Another differentiator between ~x402@1.0 and other facilitators is the built-in payments data storage. Settled payments (ao messages) are recorded permanently on Arweave (ANS-104 DataItems), and can be queried permissionlessly from Arweave gateways, via GraphQL.
And if we compare ao network to other networks (especially EVM L2s and Solana), ao wins when it comes for settlement finality and keyless dependency.

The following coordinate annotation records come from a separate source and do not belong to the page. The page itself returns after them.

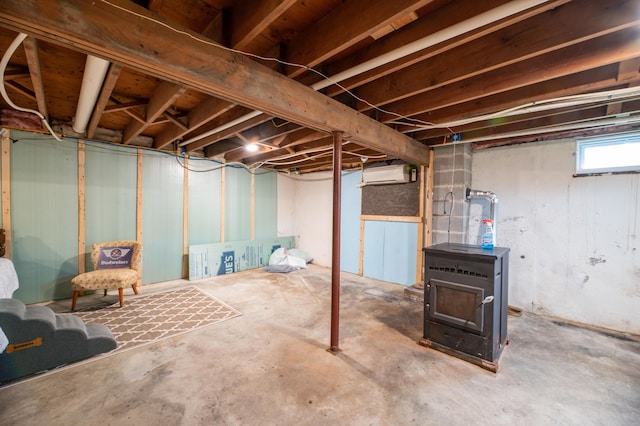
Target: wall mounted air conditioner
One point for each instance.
(398, 173)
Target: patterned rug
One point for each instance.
(146, 319)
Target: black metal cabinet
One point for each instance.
(465, 301)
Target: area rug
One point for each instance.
(148, 318)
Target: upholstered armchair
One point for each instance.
(117, 264)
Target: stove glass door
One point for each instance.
(457, 304)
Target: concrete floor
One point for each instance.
(270, 367)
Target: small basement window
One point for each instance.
(608, 154)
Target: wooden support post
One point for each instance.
(139, 199)
(6, 192)
(222, 197)
(421, 210)
(253, 206)
(82, 267)
(335, 252)
(429, 212)
(185, 219)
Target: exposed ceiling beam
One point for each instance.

When we tested the ~x402@1.0 device, it took 270ms for the whole test that includes the full request lifecycle
client -> dev_x402_facilitator.erl -> Rust NIF -> (validate ANS-104 integrity, settle ao message on Arweave, make ao scheduler aware of the message) -> return response to the client (on success: ao message id and the unlocked paywalled data)
Such JSON-RPC free request cycle, nearly-gasless, and near instantaneous finality is great for true ai agents.
Technical Overview
On HyperBEAM’s ~x402@1.0 device, the client’s X-Payment header is an AO message, signed by the user serialised as base64 string but not posted to Arweave – technically speaking, a signed ANS-104 dataitem that follows the ao protocol.
The HTTP request received by the dev_x402_facilitator.erl module is handed to the Rust NIF (x402), where the NIF reconstructs and verifies the dataitem integrity (payment token, transfer amount, Recipient, ao messaging protocol tags, etc), then posts the signed dataitem to Arweave and make an AO scheduler aware of the message (payment settlement); on success, the erlang device’s counterpart returns the ao message ID along with the unlocked payload data, the whole process takes under a 300ms with near-zero fees, beating the EVM counterpart on speed and price. For an in-practice example, check out the complete flow test here and this onchain proof
On the other hand, EVM facilitators (e.g. x402-rs) have the same HTTP schema but the payment is an ERC‑3009 transferWithAuthorization: the client signs EIP‑712 typed data, the facilitator’s server parses the payload, talks to the target target chain via JSON-RPC (in most cases requires API keys to not get rate limited), and spends gas to execute the transfer on-chain before responding.
Roadmap
In this release, the ~x402@1.0 facilitator is in the exploratory phase that works, with minimal features support, but the core is there. Our next goal is to implement the server middleware feature, then port this facilitator side by side of an EVM facilitator (compatible routes for /verify and /settle), offering ao’s token settlement and compute in a single library.
| feature | description + status |
|---|---|
| x402-rs API schema minimal compatibility | done |
| Client Library | done |
| ao tokens support | done |
| payments storage | done (native feature via ao) |
| server siddleware | provide ready-to-use integration for Rust web frameworks such as axum and tower - wip |
| integration in an x402-rs fork | routing ao requests to ~x402@1.0 from an EVM/SOL facilitator - wip |
Conclusion
The ~x402@1.0 device is another device to add to our history of HyperBEAM contributions. However, this one is production-ready, and not only fits in (sigh) a narrative, it actually makes it better. This HyperBEAM device brings ao’s financial and compute layers to the masses of EVM-land.